Pero en el taller de teatro encontré un refugio placentero que me ayudaba a sobrellevar mis penas preparatorianas.
 
 
Elenco de ‘Otra vez el diablo’ y colaboradores en el montaje.
 
La pieza de Casona era una comedia inteligente y divertida, que hacía referencias a Goethe y su 'Fausto' y a las antiguas universidades europeas de Leipzig y Salamanca.
Sus personajes principales eran: el Estudiante, el Diablo --para ambos me designó el director y los dos me los aprendí y los ensayé, aunque al final interpreté el del Diablo--, el Señor Rey y su hija la Infantina --que interpretó la después muy exitosa compositora Amparo Rubín, desde entonces muy talentosa--, la Dueña --que interpretó Carmelita McFarland, entonces maestra en el colegio--, Cascabel, el Pedagogo, el Capitán, el Hostelero, Farfán, Valdovinos, Clotaldo y algún Bandido, todos interpretados por colegas del IMO cuyos nombres no menciono por no omitir alguno.
La lectura primera, las audiciones, la selección de interpretes para cada personaje y los primeros ensayos se hicieron en la Biblioteca del colegio, creo que dos tardes de cada semana.
La pieza se estrenó en el Auditorio del Centro Cultural, donde también se hicieron los últimos ensayos, y las cuatro o cinco representaciones que se efectuaron fueron muy exitosas, la última apoteósica pues todo salió perfecto.
 
Dedicatoria de Justo Solís en el libro ‘Para leer mientras sube el ascensor’ de Jardiel Poncela, que me regaló al terminar las representaciones.
 
Todos los jóvenes, casi niños, que participamos, dimos lo mejor, cada uno con la esperanza íntima, creo, de impresionar y captar la admiración de la niña que ocupaba nuestro corazón en aquel tiempo.
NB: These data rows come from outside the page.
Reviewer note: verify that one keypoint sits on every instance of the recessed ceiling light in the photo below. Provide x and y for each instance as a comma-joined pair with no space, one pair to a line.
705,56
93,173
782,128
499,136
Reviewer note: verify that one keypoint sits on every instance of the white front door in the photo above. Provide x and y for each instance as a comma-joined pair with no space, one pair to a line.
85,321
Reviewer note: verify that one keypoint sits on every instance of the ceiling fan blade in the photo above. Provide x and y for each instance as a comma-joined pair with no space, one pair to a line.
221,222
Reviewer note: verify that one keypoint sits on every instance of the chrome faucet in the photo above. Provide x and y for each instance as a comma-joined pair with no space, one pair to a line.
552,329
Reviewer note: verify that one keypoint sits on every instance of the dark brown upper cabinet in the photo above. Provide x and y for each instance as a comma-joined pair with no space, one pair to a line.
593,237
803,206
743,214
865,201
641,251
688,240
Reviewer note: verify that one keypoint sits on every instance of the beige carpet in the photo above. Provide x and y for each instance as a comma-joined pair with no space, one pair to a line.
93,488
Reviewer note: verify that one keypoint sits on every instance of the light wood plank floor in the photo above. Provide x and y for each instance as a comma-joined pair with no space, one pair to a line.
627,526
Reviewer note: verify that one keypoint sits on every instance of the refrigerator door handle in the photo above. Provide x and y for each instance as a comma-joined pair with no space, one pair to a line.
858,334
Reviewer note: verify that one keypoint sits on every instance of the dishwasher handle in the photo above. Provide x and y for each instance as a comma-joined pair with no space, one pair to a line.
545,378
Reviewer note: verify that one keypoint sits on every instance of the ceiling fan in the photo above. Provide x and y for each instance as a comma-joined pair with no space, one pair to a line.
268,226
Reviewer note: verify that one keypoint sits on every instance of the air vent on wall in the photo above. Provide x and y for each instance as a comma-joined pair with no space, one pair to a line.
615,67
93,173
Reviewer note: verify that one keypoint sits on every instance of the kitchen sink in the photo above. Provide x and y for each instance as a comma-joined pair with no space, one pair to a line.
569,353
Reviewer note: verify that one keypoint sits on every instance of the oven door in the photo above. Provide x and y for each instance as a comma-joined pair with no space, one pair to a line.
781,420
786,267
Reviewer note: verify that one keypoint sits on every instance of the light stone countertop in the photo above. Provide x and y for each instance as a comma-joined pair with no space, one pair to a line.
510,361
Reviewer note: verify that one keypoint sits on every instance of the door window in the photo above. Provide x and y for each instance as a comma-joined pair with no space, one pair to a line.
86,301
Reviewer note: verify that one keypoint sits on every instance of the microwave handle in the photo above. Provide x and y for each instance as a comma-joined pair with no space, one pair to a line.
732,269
A medio siglo de aquello, cerca del final de mi actuación mundana, recuerdo con nostalgia lo que quise ser en la vida en diferentes momentos --actor, periodista, escritor, que algo de cada cosa fui-- y lo que me tocó ser por razones alimenticias y destino que por muchos años no supe enfrentar --empresario, ni muy exitoso, ni muy feliz.
Mi consejo a los jóvenes, a la luz de mis vivencias --aunque sé que no experimentarán en mi cabeza-- es que encuentren su vocación y se empeñen en seguirla desde el momento primero, porque el tiempo vuela y, al final, sólo se llevarán lo vivido.
Aunque la vida es sueño, también es cierto.